Neptune continuously backs up data to Amazon S3, and transparently recovers from physical storage failures. It's a fully-managed database and takes care of database management tasks such as hardware provisioning, software patching, setup, configuration, or backups.
Similar to other graph databases, Neptune uses graph data elements such as nodes (data entities), edges (relationships), and properties to represent and store data. The relationships are stored as first order citizens of the data model which allows the data to be directly linked, improving the performance of queries that navigate relationships in the data.
Neptune also provides data security with support for encryption at rest and in transit. There are multiple levels of security including network isolation using Amazon VPC, encryption of data at rest using AWS Key Management Service (KMS), and encryption of data in transit using TLS. On an encrypted Neptune instance, all copies of data including automated backups, snapshots, and replicas in the same cluster are encrypted. For details of all the features, checkout Neptune Features page on the website.
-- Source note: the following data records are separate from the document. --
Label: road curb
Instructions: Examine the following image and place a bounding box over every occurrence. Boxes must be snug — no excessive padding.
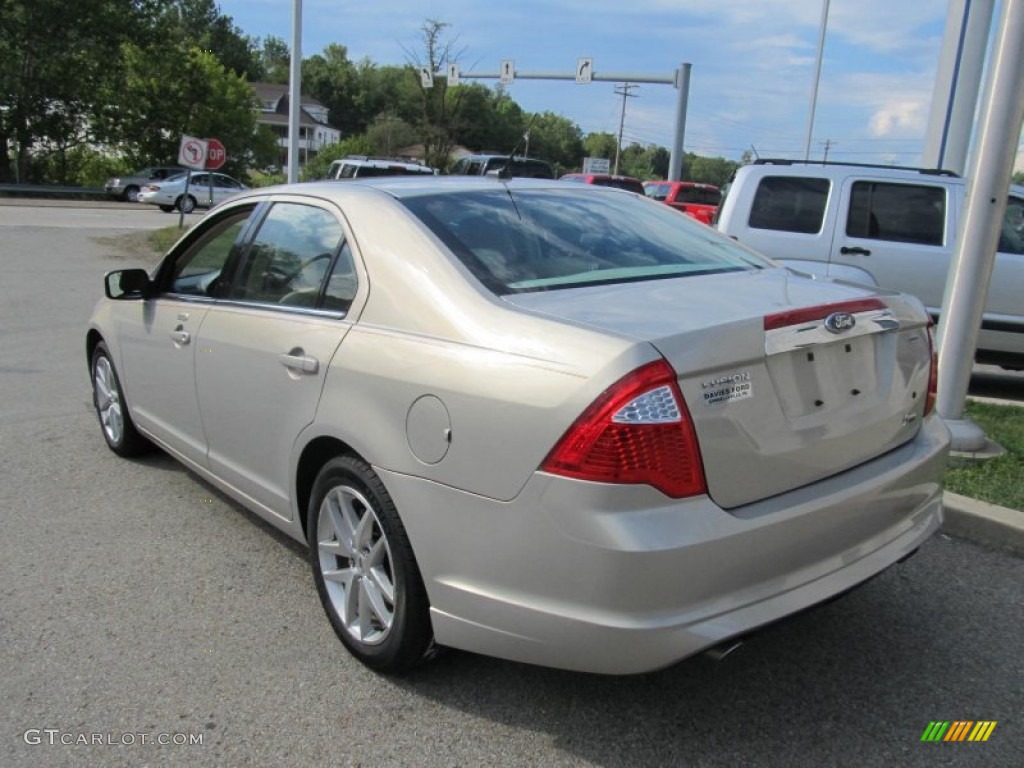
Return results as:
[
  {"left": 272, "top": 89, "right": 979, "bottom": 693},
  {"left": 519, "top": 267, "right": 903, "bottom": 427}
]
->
[
  {"left": 942, "top": 491, "right": 1024, "bottom": 556},
  {"left": 0, "top": 198, "right": 144, "bottom": 211}
]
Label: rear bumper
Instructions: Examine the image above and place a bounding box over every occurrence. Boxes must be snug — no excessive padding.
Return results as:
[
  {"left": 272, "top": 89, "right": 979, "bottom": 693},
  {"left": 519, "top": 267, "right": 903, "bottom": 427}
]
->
[{"left": 380, "top": 415, "right": 950, "bottom": 674}]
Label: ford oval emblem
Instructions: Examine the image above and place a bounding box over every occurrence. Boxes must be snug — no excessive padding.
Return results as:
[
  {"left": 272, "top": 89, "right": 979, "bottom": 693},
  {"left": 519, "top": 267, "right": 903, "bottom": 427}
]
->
[{"left": 824, "top": 312, "right": 856, "bottom": 334}]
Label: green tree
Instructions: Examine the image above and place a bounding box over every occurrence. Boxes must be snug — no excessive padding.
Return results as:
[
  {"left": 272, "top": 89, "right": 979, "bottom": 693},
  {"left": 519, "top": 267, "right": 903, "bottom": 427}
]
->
[
  {"left": 255, "top": 36, "right": 291, "bottom": 84},
  {"left": 102, "top": 44, "right": 275, "bottom": 175},
  {"left": 582, "top": 133, "right": 618, "bottom": 166},
  {"left": 0, "top": 0, "right": 135, "bottom": 182},
  {"left": 1013, "top": 170, "right": 1024, "bottom": 186},
  {"left": 304, "top": 44, "right": 359, "bottom": 133},
  {"left": 146, "top": 0, "right": 258, "bottom": 78},
  {"left": 365, "top": 114, "right": 419, "bottom": 157},
  {"left": 526, "top": 112, "right": 583, "bottom": 171},
  {"left": 688, "top": 154, "right": 739, "bottom": 187},
  {"left": 299, "top": 134, "right": 373, "bottom": 181}
]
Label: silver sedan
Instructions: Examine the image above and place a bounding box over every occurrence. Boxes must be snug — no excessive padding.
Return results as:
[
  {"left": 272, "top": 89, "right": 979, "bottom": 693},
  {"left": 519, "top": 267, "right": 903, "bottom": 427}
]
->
[
  {"left": 87, "top": 178, "right": 950, "bottom": 674},
  {"left": 136, "top": 171, "right": 247, "bottom": 213}
]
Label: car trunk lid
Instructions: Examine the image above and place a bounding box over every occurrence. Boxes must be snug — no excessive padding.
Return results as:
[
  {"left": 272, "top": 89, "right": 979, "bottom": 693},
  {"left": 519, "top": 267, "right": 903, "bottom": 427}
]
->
[{"left": 504, "top": 269, "right": 933, "bottom": 508}]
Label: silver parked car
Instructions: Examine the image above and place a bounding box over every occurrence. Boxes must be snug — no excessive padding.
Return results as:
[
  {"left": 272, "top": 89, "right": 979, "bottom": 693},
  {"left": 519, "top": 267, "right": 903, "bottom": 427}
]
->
[
  {"left": 104, "top": 166, "right": 185, "bottom": 202},
  {"left": 136, "top": 171, "right": 247, "bottom": 213},
  {"left": 87, "top": 178, "right": 950, "bottom": 674}
]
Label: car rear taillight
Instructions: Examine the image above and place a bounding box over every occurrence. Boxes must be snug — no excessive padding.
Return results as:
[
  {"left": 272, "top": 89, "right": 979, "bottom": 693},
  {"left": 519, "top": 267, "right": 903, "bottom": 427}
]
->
[
  {"left": 925, "top": 324, "right": 938, "bottom": 416},
  {"left": 541, "top": 359, "right": 706, "bottom": 498}
]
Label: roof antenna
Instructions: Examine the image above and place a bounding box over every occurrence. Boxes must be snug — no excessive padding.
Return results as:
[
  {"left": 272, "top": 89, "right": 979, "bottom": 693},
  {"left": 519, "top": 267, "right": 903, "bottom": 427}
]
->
[{"left": 490, "top": 113, "right": 540, "bottom": 180}]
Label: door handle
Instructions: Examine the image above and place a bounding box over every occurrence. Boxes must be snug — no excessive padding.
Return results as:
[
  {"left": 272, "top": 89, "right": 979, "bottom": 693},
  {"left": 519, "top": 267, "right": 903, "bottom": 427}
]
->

Neptune can be used to implement graph use cases such as social networking, recommendation engines, fraud detection, knowledge graphs, life sciences, and network/IT operations.
How to use Amazon Neptune
There are two different query engines that you can use with Amazon Neptune, Gremlin and SPARQL. To connect to the gremlin endpoint you can use the following endpoint:
curl -X POST -d '{"gremlin":"g.V()"}' https://your-neptune-endpoint:8182/gremlin
If you are using SPARQL as the graph query, you can connect to the SPARQL endpoint by entering the following command on the prompt:
curl -G https://your-neptune-endpoint:8182/sparql --data-urlencode 'query=select ?s ?p ?o where {?s ?p ?o}'
If you are interested in trying out the new graph database, you can sign-up for the Amazon Neptune preview which requires an AWS Account Number in order to request access. Other useful resources on the new graph database include the Getting Started, Developer Resources, and the frequently asked questions (FAQs).